Multiple permitted discourses, institutional (medicine, psychiatry, criminal justice, and demography), and social controls feed it and are in fact productive, since they contribute to making the object they constrain.

Restrictive economy: expurgation of authorized vocabulary, relations of discretion between parents and children, teachers and students. Good manners and political correctness, etc. are forms of censorship.

“Censorship has thus become viewed as a technique through which discursive practices are maintained; as Pierre Bourdieu argues, censorship is ‘constituted by the very structure of the field in which the discourse is  produced and circulated’” (Heath 511).

Obscenity
Obscenity and indecency are socially determined, and thus change according to the body in power and who is reading or viewing the work in question.

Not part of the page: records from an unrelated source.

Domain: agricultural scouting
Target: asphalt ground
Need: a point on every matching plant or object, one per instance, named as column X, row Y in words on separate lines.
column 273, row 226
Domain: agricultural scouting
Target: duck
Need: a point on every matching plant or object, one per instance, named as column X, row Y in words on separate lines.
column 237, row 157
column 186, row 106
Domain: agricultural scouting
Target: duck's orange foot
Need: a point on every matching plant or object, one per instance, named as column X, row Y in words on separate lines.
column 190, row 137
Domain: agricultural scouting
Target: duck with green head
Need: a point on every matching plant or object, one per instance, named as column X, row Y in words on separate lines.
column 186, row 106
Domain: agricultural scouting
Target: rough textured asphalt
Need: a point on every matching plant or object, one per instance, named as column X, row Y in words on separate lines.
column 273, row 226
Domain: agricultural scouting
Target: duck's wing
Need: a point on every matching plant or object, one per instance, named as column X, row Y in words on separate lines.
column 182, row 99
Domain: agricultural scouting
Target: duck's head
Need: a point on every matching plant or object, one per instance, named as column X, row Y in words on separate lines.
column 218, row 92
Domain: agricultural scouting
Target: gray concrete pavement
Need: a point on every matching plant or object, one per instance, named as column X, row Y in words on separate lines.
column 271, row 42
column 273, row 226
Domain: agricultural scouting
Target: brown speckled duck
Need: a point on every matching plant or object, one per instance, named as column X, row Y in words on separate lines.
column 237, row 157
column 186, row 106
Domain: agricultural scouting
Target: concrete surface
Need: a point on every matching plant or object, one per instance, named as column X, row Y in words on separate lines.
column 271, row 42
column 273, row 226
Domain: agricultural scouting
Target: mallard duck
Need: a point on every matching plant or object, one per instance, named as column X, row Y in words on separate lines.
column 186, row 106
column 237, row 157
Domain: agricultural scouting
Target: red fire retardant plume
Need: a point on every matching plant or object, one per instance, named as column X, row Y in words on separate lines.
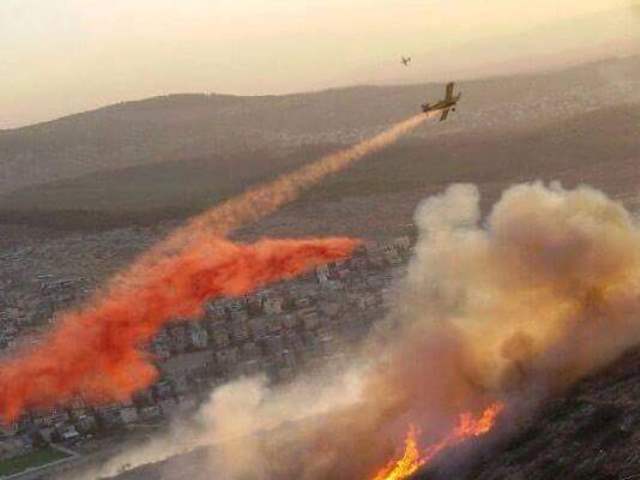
column 97, row 351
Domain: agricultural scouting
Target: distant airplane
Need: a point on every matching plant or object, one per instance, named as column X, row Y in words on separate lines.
column 449, row 103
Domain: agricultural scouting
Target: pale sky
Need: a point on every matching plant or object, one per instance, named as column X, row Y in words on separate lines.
column 63, row 56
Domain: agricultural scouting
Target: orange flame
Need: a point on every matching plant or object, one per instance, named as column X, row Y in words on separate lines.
column 412, row 459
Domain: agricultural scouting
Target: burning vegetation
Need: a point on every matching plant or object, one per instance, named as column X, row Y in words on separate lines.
column 415, row 458
column 500, row 312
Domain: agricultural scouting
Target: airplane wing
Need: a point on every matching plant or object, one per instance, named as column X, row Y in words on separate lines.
column 449, row 95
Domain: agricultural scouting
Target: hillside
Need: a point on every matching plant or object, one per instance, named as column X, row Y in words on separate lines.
column 187, row 127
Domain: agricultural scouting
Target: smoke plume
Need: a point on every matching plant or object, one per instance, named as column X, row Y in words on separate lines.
column 96, row 351
column 520, row 305
column 103, row 361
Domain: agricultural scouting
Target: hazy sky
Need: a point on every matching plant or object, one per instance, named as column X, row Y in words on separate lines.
column 63, row 56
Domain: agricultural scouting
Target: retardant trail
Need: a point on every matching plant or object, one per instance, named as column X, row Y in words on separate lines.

“The corruptible subject is conceived as being inherently different from both the author and its target audience” (Ladenson 171).

“Obscenity law thus first emerged ‘in a complex technical environment formed by the overlap of a new governmental distinction between public and private spheres and the spread of a specific cultural technology and competence’” (Hunter et at 1993: 51) (Heath 511).

“pornography is the representation of sexuality so as to make its obscenity conspicuous, to the point of evoking its transgression of conventional taboos” (Heath 513)

Obscenity is to deprave and corrupt those whose minds are open to such immoral influences’ (women, children, working class, colonial subjects) (1868) (Heath 511)

Obscenity is described as “bringing onstage what is customarily kept offstage” or “which is beyond the accepted codes of public visibility”; also”defined in terms of excess, as form beyond limit, beyond the frame and representation” (Health 513).

“Obscenity is not … inherently intrinsic to an object: an object becomes obscene, in part, by virtue of the response of the viewing subject. How an individual responds to a given object, as Pierre Bourdieu (1984) has argued, is dependent on the cultural capital of the viewer, which is largely contingent on class” (Heath 514).

“In the West, the censorship of obscenity evolved in the context of social and cultural transformations such as the industrial and French revolutions, secularization, urbanization, class formation, nationalism, women’s emancipation, and the professionalization of medicine (Heath 514).

Since in an increasingly egalitarian society the acquisition of civil liberty was equated with self-control, the loss of self-control threatened, quite literally, the body politic (Heath 514).

Bibliography
Heath, Deana. “Obscenity, Censorship, and Modernity.” Companion, 508-517.
Ladenson, Elisabeth. “Censorship.” The Book: A Global History. 169-182.